Otoniel Machado, leão de Deus
Redação DM
Publicado em 14 de janeiro de 2017 às 01:38 | Atualizado há 8 anos
Ao folhear as páginas antigas de jornal, perdida no meio de outras notas, encontrei, numa coluna social de mais três décadas, a notícia do aniversário do ex-senador Otoniel Machado, médico e agropecuarista. O nome Otoniel, significa, em hebraico, leão divino.
Conheci o dr. Otoniel Machado nos labirintos do Centro Administrativo, no começo de 1994. Ele era o secretário de Governo do estado e eu, nomeado pelo então governador Iris Rezende, acabava de assumir a presidência da Fundação Cultural Pedro Ludovico com a função de Secretaria Estadual de Cultura. Na primeira audiência com ele tratei de assuntos da Orquestra Filarmônica de Goiás. O jeito elegante e amável do dr. Otoniel me impressionou. Esse mesmo jeito simples também encantou as musicistas Belkiss Spenziere e Tânia Cruz que me acompanharam na audiência.
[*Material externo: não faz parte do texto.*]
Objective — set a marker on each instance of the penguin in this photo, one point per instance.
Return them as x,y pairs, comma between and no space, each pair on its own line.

Os assuntos pendentes foram, depois, encaminhados com prioridade ao dr. Irondes de Morais, seu sucessor no cargo, também ligado à cultura por intermédio do Gremi – Festival de música de Inhumas.
Por algum tempo o dr. Otoniel deixou de lado as suas atividades de médico e criador de gado para ajudar o estado com a sua experiência. Foi secretário de Governo e Senador. Exerceu essas funções públicas com dignidade e correção. Enquanto senador destacou a cultura como ponto de união dos goianos. Num dos seus discursos, em 1997, registrou nos anais do Senado a crônica do escritor José Mendonça Teles sobre o Batismo Cultural de Goiânia. Noutro falou sobre o 2º Festival do Livro e 1ª Bienal de Goiânia.
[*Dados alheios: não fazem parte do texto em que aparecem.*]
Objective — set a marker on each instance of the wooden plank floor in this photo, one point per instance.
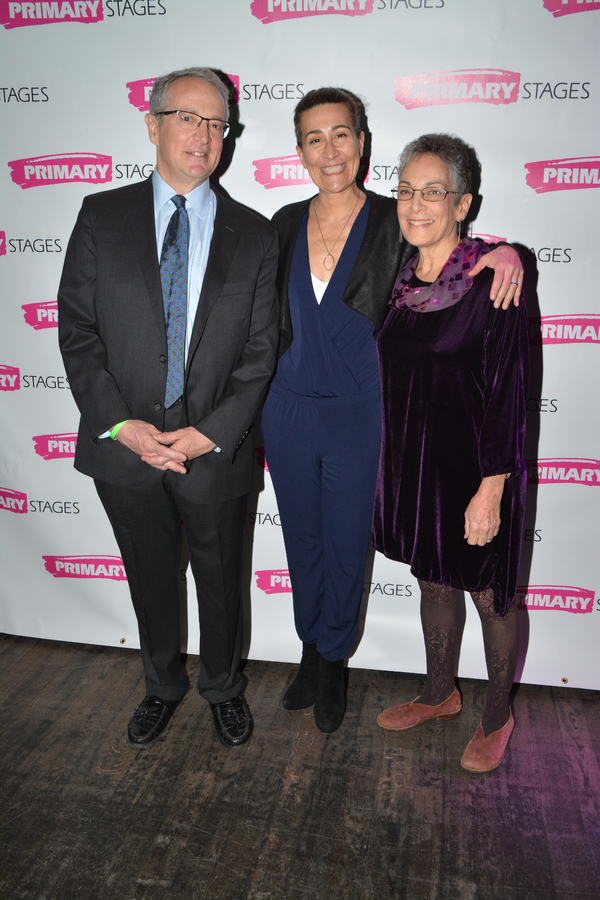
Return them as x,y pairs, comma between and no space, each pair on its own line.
297,815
Otoniel Machado transcende em sua dimensão individual. Fez morrer em si o indivíduo para brilhar-se em espírito. Tornou-se absoluto junto da sua família e dos amigos que conhecem a sua alma translúcida. Deus retirou dele o desejo de vingança da sua alma repleta de bondade ao próximo. Talvez seja por isso que Deus deu-lhe a profissão de médico. A respeito deste tema ensina Hélio Pellegrino, o porta-voz dos intelectuais de sua época, em uma entrevista a Clarice Lispector: “A coisa mais importante do mundo é a possibilidade de ser-com-o-outro, na calma, cálida e intensa mutabilidade do amor. O Outro é o que importa, antes e acima de tudo. Por mediação dele, na medida em que o recebo em sua graça, conquisto para mim a graça de existir. É esta a fonte da verdadeira generosidade e do entusiasmo. O amor genuíno ao Outro me leva à intuição do todo”.
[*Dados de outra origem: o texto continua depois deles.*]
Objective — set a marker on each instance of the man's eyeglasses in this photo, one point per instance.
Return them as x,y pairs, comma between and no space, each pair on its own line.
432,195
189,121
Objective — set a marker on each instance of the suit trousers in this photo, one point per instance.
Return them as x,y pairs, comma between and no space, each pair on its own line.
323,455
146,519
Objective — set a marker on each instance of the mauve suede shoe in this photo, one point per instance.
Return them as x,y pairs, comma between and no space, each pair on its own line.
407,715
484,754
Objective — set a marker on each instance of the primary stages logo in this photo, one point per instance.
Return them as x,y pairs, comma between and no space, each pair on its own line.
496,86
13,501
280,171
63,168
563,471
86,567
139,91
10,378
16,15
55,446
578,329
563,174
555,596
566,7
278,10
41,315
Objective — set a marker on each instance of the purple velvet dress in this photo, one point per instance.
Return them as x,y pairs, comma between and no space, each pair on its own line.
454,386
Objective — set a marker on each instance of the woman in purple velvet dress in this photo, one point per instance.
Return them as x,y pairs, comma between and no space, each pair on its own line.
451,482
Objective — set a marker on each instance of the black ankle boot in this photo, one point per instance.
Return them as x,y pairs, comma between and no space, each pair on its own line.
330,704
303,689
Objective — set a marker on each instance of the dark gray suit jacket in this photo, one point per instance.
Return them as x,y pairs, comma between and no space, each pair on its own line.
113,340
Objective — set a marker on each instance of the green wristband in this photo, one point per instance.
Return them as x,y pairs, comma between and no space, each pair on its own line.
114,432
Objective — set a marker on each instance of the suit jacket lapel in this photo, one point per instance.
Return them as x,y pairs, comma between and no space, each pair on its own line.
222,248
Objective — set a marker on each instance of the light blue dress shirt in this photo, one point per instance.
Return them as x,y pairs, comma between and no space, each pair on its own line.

É no caminho da alma que encontro a imagem do dr. Otoniel Machado batendo à porta das minhas recordações. Vibro as notas da gratidão a um ser humano singular que suportou a maldade para torna-se plural na apreensão das luzes do Criador. Nenhuma surpresa da vida desviou o seu caminho de fé no próximo. Por isso mantém a orquestra do seu espírito afinada com Deus. Uma figura simbólica ao estilo dos músicos na antiga Vila Boa ao cair da tarde dos séculos passados: um vai á janela e toca a sua rabeca, da casa ao lado outro músico toca a sua tuba, do casarão da esquina soa o trompete para o deleite dos ouvidos atentos. Há uma harmonia perfeita entre os músicos de uma orquestra sinfônica. Numa janela com moldura de aroeira, debruçada com os cotovelos apoiados no batente inferior, uma imagem digna do pincel de Volpi.
Assim é a vida na esperança de uma passagem ao Eterno.